How do you think data differs in different disciplines and fields?
Christina’s conversations with digital humanists is that the data that they’re working with is in-between in some ways. There is both text and image data, but the challenge is that it’s not as structured as the data in other fields. There are limits on what sequence data is supposed to look like—strings of letters—and there are programs that check and remove things that shouldn’t be there. That’s very simple and easy to deal with.
Though not as familiar with DH projects, the challenges she sees in these projects (which range from images you want to OCR or analyze to image recognition through machine-learning to working with digitized texts) is dealing with the structure-less-ness of the data. Heather, our interviewer, couldn’t help but chime in: “It’s messy! Messy and fuzzy data!” Christina agrees and argues that analysis is dealing with the messiness.
Christina admits that she doesn’t have the more detailed subject-specific knowledge that would be useful for specific data types, but she really enjoys teaching people data management.
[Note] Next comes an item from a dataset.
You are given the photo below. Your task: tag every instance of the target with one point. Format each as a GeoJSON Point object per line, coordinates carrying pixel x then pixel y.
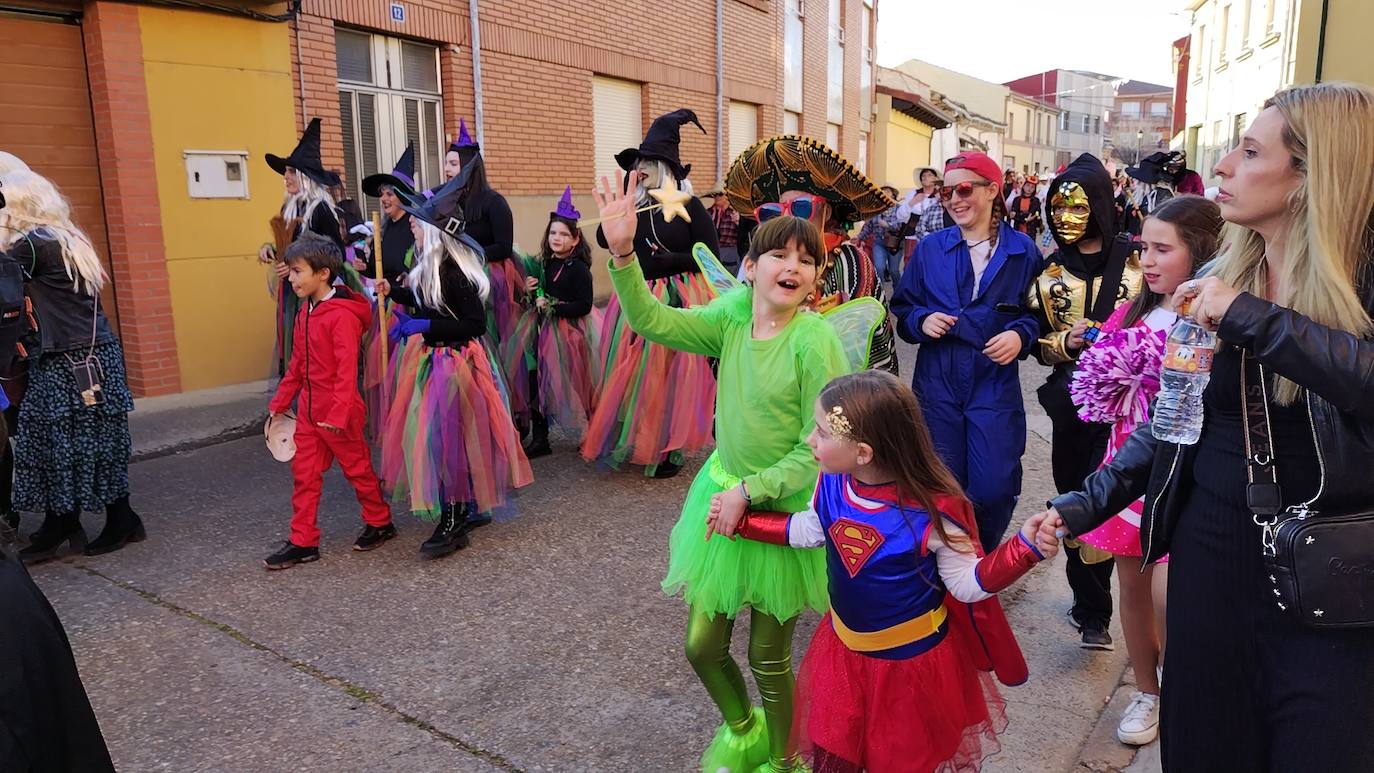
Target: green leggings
{"type": "Point", "coordinates": [770, 659]}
Data in general is hard and we often don’t have any data skills. With her experience as a math major, not even Christina was taught data management. Even basic data management is something she had to learn on-the-ground: “I’ve had the experience of, “oh, so if I want to analyze the number of people who come to our office hours, we have to track that! We have to write that down! I should probably have a spreadsheet with that kind of information.” We all laughed at these first steps that Christina remembered, particularly because she’s taught workshops on basic data management skills through the Data Carpentry Organization, a non-profit that teaches data skills to researchers.
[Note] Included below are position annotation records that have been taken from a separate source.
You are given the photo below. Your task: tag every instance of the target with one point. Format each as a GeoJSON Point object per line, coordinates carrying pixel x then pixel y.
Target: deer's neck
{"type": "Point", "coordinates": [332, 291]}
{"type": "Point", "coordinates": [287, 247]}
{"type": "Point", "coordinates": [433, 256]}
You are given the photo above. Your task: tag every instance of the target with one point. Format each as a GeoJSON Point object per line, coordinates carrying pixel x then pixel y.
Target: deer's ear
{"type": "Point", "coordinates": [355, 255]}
One of the biggest things she can recommend, particularly for humanists who deal with messy data, is taking the time to create metadata. It’s a tool that you can leverage to make things easier for yourself. She admits that it’s boring and unsexy, but there is power in metadata, even in just naming your files correctly, so you can go back to them. Even in Christina’s own workflows—not even doing research—she says that working a little up front, making a plan of her organizational system and putting in an ounce of effort sticking to it, she saves herself a lot of time. “It’s very basic, but very powerful.”
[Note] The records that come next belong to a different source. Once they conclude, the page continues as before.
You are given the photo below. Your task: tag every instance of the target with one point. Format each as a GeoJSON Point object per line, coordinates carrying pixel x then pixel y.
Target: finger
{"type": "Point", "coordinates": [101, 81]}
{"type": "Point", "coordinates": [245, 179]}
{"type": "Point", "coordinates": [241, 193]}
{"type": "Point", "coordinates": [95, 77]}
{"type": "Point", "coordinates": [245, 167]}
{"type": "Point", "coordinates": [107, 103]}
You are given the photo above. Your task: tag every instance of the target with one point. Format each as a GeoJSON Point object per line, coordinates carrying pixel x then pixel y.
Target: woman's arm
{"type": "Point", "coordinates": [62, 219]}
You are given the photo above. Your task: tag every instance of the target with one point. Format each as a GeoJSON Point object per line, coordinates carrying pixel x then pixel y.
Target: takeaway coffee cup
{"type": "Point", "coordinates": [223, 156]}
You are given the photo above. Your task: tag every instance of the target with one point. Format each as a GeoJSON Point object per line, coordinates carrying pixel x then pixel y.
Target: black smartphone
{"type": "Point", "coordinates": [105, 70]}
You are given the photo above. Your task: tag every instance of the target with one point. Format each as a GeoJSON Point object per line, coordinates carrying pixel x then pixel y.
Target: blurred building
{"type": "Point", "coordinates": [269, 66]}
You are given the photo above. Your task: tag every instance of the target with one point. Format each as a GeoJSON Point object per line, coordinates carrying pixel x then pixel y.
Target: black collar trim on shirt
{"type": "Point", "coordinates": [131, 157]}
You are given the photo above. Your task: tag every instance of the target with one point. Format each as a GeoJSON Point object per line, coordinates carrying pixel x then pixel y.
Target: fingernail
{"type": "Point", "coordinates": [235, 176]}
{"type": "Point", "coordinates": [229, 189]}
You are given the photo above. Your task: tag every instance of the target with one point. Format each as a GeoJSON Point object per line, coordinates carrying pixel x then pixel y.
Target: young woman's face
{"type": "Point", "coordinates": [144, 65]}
So what do you find most interesting and exciting about the data you work with?
On one hand, Christina notes, data can feel like a huge burden, because it can be really big and unwieldy. There are piles and piles of data, particularly in the life sciences, where sequencing has become cheap, but people don’t know what to do with it. It’s new and the methods, tools and how you’re supposed to deal with it haven’t been taught. Christina argues that lab protocols are clear, because they tell you how to do x, y, and z, but data isn’t talked about enough. There are a constant sea of questions: How do you archive it, how many copies do you keep, do you keep the raw data or also the analyzed data? It overwhelms everyone.
Christina feels that the most exciting thing about the data explosion happening is the messiness. With the growth of computing, to even analyze a terabyte of any kind of data would be next to impossible twenty or thirty years ago, unless you were at a very, very fancy computer center. The possibilities of doing new research and being able to look for patterns on a larger scale is what Christina loves. The exploratory find-what’s-out-there thing is really, really interesting to her. There are things out there that you wouldn’t be able to learn otherwise without computing.